Presbyterian/St. Luke's Medical Center is a hospital in the City Park West neighborhood of Denver. In speech and in writing, the hospital is referred to informally by its initials: P/SL.

==History==
Presbyterian/St. Luke's Medical Center was not always one hospital. It was originally two separate hospitals: St. Luke's Hospital, which admitted its first patient on June 27, 1881, and Denver Presbyterian Hospital, which opened in 1926. Both operated separately until Columbia Health/HealthONE acquired both in 1992 and the old St. Luke's facility was closed. Patients were then moved and consolidated in the Presbyterian facility, which remains the current site. Presbyterian/St. Luke's Medical Center has 680 beds and a staff of 1,428 employees. The hospital has many buildings that are newly constructed, although parts of the original cross-shaped building, dating from the 1940s, are still visible.

Presbyterian/St. Luke's Medical Center has always made use of the latest technology. As early as the 1920s, the founders of St. Luke's Medical Center introduced state of the art x-ray machines and treated cancer patients with new radiation technology.

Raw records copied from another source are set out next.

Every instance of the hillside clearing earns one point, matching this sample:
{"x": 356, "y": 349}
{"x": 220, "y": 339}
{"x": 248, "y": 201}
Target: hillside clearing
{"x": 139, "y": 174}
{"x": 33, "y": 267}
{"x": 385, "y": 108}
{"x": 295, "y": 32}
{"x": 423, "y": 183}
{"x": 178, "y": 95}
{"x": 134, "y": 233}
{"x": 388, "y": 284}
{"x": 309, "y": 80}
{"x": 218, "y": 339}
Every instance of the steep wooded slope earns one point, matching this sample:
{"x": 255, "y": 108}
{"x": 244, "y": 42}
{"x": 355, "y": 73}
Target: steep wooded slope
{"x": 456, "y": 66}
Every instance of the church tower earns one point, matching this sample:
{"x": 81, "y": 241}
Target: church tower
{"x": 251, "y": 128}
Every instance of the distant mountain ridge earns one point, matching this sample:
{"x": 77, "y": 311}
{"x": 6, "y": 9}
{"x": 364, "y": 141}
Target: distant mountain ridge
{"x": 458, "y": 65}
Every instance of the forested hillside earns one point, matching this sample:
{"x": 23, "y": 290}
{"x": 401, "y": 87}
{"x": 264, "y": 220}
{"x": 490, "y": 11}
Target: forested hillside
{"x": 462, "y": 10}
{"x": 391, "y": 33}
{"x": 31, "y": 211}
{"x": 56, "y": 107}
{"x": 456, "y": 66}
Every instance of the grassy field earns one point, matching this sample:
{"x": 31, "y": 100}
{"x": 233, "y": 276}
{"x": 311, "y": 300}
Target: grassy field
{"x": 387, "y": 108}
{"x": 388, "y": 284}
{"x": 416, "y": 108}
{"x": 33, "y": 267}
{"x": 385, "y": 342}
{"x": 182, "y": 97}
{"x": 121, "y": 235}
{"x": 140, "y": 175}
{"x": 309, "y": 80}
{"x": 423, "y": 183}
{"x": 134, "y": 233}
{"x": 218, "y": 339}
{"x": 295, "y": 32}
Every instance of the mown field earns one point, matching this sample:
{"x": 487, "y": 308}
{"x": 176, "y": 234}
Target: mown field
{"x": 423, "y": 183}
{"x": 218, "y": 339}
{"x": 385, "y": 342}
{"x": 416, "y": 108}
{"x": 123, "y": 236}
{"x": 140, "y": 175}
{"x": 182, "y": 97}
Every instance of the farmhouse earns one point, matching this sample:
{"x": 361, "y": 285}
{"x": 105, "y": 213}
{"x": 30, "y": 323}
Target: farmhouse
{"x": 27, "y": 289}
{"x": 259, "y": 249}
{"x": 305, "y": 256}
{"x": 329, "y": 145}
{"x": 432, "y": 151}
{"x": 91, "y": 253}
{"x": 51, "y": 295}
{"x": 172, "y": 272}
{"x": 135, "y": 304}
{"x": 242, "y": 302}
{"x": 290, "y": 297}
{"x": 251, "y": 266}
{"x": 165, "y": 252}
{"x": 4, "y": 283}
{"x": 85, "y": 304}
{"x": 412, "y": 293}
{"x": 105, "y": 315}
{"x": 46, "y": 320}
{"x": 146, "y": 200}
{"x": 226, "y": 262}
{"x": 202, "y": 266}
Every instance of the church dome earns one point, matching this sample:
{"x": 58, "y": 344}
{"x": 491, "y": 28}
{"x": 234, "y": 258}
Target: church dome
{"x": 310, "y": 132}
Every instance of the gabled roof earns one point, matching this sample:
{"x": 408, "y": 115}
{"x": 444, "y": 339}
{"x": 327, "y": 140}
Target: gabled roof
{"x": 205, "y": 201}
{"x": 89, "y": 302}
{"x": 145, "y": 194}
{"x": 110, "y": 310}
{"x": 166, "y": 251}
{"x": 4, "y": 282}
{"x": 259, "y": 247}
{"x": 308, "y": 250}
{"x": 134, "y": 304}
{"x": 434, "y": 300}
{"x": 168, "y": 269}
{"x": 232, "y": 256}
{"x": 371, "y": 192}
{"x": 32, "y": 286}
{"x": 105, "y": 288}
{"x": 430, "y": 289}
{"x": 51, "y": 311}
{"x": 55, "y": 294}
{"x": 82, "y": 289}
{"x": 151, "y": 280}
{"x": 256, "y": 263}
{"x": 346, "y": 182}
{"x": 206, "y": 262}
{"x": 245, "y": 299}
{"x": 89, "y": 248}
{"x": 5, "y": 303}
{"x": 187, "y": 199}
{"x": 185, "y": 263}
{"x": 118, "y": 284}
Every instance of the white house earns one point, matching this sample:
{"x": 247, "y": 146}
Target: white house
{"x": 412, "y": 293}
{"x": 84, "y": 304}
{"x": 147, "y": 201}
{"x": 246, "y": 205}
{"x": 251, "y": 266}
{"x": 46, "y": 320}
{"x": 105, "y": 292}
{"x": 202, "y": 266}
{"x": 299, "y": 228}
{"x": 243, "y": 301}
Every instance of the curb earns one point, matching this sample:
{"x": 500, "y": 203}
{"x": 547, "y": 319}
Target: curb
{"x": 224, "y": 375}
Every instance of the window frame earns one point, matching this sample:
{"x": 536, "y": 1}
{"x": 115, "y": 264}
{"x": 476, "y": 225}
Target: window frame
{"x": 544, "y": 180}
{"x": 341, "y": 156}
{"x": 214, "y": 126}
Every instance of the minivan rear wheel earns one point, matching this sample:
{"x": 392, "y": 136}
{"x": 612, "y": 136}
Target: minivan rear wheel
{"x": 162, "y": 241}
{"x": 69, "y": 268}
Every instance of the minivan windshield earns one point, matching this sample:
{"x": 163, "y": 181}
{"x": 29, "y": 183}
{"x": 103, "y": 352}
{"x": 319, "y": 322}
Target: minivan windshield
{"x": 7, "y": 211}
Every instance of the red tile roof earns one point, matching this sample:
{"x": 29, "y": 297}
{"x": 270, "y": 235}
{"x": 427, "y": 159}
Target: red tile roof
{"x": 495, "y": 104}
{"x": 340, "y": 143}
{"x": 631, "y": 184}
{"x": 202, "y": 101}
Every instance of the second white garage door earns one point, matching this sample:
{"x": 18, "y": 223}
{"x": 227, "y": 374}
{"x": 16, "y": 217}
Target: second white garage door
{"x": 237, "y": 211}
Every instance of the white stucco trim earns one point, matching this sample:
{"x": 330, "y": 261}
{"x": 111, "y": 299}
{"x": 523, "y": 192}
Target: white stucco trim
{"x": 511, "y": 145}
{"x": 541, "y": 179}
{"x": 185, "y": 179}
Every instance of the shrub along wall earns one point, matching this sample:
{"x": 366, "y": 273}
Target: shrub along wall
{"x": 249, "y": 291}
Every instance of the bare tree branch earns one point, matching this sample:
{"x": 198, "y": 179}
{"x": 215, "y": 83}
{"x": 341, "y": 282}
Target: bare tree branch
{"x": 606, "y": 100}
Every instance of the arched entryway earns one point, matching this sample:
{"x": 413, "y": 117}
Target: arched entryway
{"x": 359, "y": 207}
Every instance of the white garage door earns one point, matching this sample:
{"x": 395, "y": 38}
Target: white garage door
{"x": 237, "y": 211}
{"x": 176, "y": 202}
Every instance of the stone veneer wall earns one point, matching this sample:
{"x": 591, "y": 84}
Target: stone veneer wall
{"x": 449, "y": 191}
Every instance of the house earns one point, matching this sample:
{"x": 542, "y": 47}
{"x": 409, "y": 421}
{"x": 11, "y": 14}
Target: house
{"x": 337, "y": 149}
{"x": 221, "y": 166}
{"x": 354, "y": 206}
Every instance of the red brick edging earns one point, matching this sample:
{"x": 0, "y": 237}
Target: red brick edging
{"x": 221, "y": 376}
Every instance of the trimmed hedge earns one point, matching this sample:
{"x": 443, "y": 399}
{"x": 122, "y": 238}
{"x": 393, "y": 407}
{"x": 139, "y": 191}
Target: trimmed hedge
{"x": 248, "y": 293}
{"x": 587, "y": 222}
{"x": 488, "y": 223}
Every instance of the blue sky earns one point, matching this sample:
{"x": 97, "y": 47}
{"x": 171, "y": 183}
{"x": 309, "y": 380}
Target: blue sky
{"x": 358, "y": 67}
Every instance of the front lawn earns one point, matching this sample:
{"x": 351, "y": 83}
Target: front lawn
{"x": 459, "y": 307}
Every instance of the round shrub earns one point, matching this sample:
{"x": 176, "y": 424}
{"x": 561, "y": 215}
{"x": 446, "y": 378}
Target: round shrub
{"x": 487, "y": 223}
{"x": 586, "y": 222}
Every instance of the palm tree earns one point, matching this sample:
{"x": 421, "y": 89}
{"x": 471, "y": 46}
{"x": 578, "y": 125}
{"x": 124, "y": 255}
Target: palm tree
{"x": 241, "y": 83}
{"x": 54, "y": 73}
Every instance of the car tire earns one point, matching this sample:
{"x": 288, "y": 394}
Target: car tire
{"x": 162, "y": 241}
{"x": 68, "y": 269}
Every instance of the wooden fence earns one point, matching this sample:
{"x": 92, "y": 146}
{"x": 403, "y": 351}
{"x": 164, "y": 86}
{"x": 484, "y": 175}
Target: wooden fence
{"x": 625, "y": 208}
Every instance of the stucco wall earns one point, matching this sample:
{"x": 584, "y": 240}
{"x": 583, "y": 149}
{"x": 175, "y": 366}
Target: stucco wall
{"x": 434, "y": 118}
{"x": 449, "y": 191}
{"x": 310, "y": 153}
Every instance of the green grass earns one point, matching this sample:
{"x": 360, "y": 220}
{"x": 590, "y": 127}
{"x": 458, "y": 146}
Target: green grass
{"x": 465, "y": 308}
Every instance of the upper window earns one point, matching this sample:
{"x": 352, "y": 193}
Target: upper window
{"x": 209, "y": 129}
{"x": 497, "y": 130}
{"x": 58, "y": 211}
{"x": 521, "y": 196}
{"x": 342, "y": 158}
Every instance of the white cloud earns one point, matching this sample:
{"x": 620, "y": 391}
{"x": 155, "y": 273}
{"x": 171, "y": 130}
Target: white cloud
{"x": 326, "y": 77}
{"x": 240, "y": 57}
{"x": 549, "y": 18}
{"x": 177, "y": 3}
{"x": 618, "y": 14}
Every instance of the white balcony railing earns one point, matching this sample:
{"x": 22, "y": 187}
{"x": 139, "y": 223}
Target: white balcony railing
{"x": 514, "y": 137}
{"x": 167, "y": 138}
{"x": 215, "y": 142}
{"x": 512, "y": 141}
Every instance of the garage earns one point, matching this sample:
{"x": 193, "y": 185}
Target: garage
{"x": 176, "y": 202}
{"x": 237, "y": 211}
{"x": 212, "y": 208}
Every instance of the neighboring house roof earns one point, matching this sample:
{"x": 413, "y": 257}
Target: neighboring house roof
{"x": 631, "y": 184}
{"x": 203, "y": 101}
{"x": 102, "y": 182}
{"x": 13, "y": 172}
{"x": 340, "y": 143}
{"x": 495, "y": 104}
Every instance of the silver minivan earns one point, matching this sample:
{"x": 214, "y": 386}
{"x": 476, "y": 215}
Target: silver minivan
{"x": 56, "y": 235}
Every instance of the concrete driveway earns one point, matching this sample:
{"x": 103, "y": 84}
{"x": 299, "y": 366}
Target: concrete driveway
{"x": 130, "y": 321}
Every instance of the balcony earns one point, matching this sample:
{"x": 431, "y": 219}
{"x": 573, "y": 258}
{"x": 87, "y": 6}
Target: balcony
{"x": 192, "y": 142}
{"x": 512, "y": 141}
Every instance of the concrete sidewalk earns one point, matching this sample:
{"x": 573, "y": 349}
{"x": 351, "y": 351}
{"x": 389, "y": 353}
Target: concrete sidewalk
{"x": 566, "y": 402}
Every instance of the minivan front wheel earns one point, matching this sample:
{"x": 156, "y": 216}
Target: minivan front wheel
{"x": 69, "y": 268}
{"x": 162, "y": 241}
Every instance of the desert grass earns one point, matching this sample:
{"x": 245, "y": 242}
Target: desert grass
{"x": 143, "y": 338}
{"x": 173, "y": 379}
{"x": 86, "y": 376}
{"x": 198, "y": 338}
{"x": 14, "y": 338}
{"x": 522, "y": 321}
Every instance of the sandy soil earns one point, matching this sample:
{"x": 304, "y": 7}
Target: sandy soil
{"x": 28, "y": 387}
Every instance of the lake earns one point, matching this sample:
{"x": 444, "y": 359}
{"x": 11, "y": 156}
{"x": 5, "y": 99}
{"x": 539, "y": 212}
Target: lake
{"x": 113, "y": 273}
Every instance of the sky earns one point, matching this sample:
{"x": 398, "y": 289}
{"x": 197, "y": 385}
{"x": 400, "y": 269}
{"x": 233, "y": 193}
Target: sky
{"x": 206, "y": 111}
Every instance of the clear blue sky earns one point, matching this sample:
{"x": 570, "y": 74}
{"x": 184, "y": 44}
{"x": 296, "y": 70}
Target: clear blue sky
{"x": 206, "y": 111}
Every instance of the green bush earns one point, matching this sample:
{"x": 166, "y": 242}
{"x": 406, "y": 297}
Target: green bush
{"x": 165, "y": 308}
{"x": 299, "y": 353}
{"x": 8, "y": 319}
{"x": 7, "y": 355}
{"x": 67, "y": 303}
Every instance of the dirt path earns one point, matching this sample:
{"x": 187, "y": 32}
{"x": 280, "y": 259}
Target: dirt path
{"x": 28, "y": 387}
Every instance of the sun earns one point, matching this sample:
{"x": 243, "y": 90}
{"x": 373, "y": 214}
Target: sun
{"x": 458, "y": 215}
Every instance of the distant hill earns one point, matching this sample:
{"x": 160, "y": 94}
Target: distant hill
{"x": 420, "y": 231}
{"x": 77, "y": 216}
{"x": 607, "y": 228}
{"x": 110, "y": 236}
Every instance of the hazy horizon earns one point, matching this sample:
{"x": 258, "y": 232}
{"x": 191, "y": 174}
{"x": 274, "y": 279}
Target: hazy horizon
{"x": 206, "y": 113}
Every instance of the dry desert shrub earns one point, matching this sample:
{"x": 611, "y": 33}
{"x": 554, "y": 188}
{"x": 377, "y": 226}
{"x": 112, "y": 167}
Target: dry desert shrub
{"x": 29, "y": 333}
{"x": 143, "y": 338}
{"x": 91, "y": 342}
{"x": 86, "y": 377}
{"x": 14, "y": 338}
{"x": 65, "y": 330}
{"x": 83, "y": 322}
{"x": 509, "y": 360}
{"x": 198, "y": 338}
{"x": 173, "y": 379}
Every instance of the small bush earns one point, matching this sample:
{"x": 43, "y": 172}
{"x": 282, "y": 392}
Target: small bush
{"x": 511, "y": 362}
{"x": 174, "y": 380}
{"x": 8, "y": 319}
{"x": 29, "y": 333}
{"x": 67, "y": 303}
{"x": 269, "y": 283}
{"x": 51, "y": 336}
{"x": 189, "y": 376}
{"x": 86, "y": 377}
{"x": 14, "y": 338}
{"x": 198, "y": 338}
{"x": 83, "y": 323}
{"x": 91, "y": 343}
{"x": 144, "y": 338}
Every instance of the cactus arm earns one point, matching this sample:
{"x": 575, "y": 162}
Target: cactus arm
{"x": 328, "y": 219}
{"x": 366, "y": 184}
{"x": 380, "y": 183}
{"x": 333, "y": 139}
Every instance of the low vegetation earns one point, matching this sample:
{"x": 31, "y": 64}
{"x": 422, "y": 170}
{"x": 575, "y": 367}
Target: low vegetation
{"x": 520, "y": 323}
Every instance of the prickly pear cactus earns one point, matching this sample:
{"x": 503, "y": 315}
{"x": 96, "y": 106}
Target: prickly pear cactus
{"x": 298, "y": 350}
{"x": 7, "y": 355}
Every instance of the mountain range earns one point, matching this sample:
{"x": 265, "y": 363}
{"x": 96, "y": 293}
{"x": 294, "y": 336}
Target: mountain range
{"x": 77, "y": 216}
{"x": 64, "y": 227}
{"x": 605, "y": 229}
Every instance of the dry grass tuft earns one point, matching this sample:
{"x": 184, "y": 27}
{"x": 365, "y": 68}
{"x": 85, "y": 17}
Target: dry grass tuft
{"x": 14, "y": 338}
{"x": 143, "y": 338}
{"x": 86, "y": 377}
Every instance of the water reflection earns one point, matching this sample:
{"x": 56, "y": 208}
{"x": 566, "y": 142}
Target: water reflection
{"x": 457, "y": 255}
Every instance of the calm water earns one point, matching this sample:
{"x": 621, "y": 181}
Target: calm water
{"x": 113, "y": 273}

In 1933 St. Luke's Medical Center opened its first cancer clinic. It was the first center of its kind in the Rocky Mountain Region as well as one of the first centers in the entire United States dedicated especially to cancer treatment. St. Luke's opened the regions first intensive care unit in 1961, and Presbyterian followed suit shortly after in the same year. After the use of helicopters as medivacs in the Korean War, they were adapted for post war use.

In March 1971, an operating theater at St. Luke's was converted to a clean room. This created an operating environment that could sustain safeguards for the protection of patients during infection-prone orthopedic chest surgeries. Buoyed by the success of their two-year pilot program, the doctors were able to obtain a grant from the National Aeronautics and Space Administration (NASA) to construct a state-of-the-art Laminar Flow Clean Room, complete with helmets and fully enclosed astronaut-style suits (which are still in use today). NASA provided the funding; Martin Marietta executed the blueprints and St. Luke's saw a reduction in post-operative infection from 9% to less than 0.5%.

In 1985, St. Luke's Hospital performed its first kidney transplant followed by its first heart transplant 3 years later. In 1991 the first bone marrow transplant was successfully performed. The hospital introduced advancements in robotic surgery in 2003.